Low prices? Trendy merchandise that cycles in and out of stores on a daily basis? Super-size stores modelled after the 86,000-square-foot location that recently opened in Cerritos, California?
Forever 21 has all that, but the real secret weapon may be a couple of women who look as if they're barely out of high school. Linda Chang, 28, and her sister Esther, 23, the Ivy League-educated daughters of Forever 21's Korean-American founders Don and Jin Sook Chang, seem to have the stylish eye and marketing savvy to take the $2-billion (Dh7.34 billion) brand into the future and make it a competitor on a global level with European fast-fashion giants H&M, Mango and Zara.
The Chang sisters joined the LA-based company a little over a year ago — Linda to run the marketing department, and Esther to spearhead visuals, including graphics, store displays and window design. Linda is the quintessential young professional in Alexander Wang boyfriend jackets and Forever 21 jeans, cooking lasagna on weekends for friends in her Hollywood apartment.
Esther, the Gen Y younger sister in Forever 21 denim shorts, a TopShop flannel shirt and American Apparel knee-highs, still lives at home with mom, who is Forever 21's chief merchandising officer, and dad, who is chief executive.
If this is the first time you're reading about the sisters, it's because the company has shied away from courting the media. A reporter visiting Forever 21's downtown Los Angeles headquarters is admitted only to the lobby and a conference room. The building doesn't even have a sign outside.
But now the Chang sisters, best friends who are "pretty much inseparable" when they aren't travelling, are talking — and they are such perfect faces for the brand, you wonder why they haven't been out front.
Don and Jin Sook Chang, who were born in South Korea and immigrated to Los Angeles in 1981, embraced the fashion business while Don was working at a gas station and noticed the best cars were driven by clothing merchants.
The couple opened the first Forever 21 store in LosAngeles' Highland Park area in 1984; initially, the merchandise was similar to the clothing you'd find in the stalls in downtown's Santee Alley: cheaply made knockoffs.
There were some lean years in Koreatown while the Changs built the business, but eventually, Linda said, the family had enough money to afford private school — Buckley and Harvard Westlake — for the girls, and a Beverly Hills estate.
By 2000 the company had 100 stores.

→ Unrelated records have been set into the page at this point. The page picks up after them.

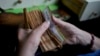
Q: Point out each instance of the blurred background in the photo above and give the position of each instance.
(85, 14)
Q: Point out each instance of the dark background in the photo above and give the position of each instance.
(8, 37)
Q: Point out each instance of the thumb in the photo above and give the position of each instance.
(35, 36)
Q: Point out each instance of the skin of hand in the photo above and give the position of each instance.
(73, 34)
(29, 39)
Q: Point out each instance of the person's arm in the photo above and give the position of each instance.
(96, 44)
(30, 39)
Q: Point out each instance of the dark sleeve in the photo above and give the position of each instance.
(96, 53)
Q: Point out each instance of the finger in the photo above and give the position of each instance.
(38, 32)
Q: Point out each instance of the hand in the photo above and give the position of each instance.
(73, 34)
(29, 39)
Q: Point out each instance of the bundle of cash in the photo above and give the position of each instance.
(52, 38)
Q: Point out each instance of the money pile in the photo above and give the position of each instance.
(52, 38)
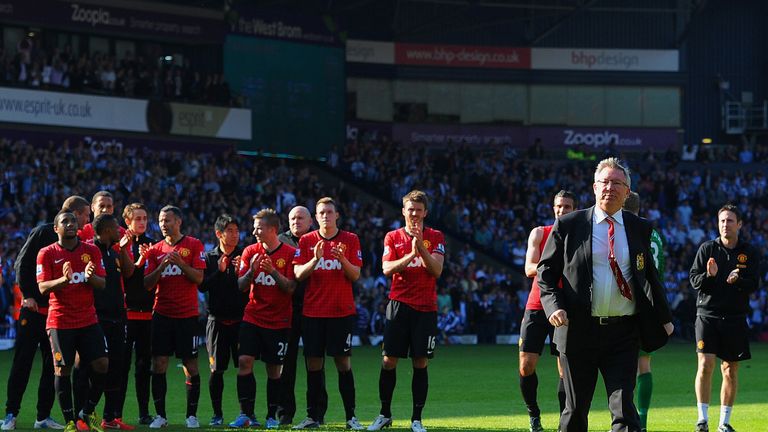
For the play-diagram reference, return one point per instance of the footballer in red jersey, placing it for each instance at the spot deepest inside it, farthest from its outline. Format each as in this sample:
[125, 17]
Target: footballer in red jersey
[174, 268]
[102, 203]
[330, 259]
[413, 257]
[535, 326]
[69, 270]
[266, 272]
[33, 313]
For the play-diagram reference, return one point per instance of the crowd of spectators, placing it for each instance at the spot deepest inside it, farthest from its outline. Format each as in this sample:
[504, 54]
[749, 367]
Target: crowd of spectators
[492, 198]
[32, 65]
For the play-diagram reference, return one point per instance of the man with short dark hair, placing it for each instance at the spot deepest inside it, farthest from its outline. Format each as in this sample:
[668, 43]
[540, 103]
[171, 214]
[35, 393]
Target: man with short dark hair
[266, 273]
[110, 309]
[174, 268]
[535, 327]
[725, 272]
[299, 223]
[69, 270]
[225, 307]
[32, 335]
[330, 259]
[644, 376]
[102, 202]
[413, 258]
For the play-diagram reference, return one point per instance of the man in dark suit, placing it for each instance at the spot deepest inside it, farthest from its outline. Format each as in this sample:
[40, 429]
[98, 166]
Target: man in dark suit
[611, 301]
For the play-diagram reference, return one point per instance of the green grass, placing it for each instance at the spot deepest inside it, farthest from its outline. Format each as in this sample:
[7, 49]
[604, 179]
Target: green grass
[475, 388]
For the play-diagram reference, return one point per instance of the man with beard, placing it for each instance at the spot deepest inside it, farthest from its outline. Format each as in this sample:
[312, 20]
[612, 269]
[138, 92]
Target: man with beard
[299, 223]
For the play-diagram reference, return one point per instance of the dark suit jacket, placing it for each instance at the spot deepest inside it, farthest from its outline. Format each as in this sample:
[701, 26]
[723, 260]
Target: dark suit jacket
[567, 255]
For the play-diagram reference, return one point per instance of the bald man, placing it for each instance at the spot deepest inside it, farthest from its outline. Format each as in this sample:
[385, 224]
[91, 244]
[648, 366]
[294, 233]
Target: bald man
[299, 223]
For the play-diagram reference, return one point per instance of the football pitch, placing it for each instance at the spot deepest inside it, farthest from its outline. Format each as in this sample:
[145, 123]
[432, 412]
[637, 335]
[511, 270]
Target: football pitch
[472, 388]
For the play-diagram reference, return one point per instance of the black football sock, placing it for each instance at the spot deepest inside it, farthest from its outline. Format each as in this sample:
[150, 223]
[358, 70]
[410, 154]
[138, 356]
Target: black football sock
[193, 395]
[387, 381]
[246, 393]
[561, 394]
[143, 379]
[347, 390]
[95, 390]
[314, 389]
[273, 397]
[80, 388]
[529, 386]
[216, 389]
[63, 386]
[111, 399]
[419, 388]
[159, 389]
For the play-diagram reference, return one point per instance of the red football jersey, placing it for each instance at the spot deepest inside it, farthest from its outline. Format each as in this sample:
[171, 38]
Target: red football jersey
[269, 307]
[328, 293]
[176, 296]
[534, 297]
[413, 286]
[71, 306]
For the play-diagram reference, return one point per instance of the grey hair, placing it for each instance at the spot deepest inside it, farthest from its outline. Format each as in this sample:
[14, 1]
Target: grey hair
[614, 163]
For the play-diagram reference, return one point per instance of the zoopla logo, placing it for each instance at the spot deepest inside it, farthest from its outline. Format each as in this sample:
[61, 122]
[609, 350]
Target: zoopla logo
[573, 138]
[91, 16]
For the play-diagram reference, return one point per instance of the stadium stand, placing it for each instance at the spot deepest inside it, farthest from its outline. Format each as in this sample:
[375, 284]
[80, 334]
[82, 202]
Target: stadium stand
[44, 67]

Nonetheless, Linda and Esther weren't swimming in free clothes. "I never felt like it was a candy store," Linda said. "I was always concerned about how we could make it better."
Last year, the retailer took over several leases from bankrupt department store Mervyn's, signalling a move from specialty store to big-box retail format. One of those was in Cerritos, where the new Forever 21 store is the prototype for all openings going forward.
There, all eight of Forever 21's collections are merchandised in separate departments, each with its own visuals. Every current spring trend is covered — tribal ($11.50 belted zigzag tunics), military ($22.80 cropped khaki cargo jackets), florals ($29 baby-floral print lace-up booties) and creative knits ($27.80 crochet dresses). And that has earned the chain some props.
Forever 21 has been name-checked by "American Idol" contestants and Hollywood stylists, and last week announced its first designer collaboration — a collection of graphic T-shirts with designer Brian Lichtenberg. (A favourite of Lady Gaga, Lichtenberg designed the caution-tape outfit for the singer's Telephone video.)
"Forever 21 offers great, trendy merchandise at low prices, and it turns very quickly," said Michael Stone, president and chief executive of brand licensing and consulting firm Beanstalk Group in New York.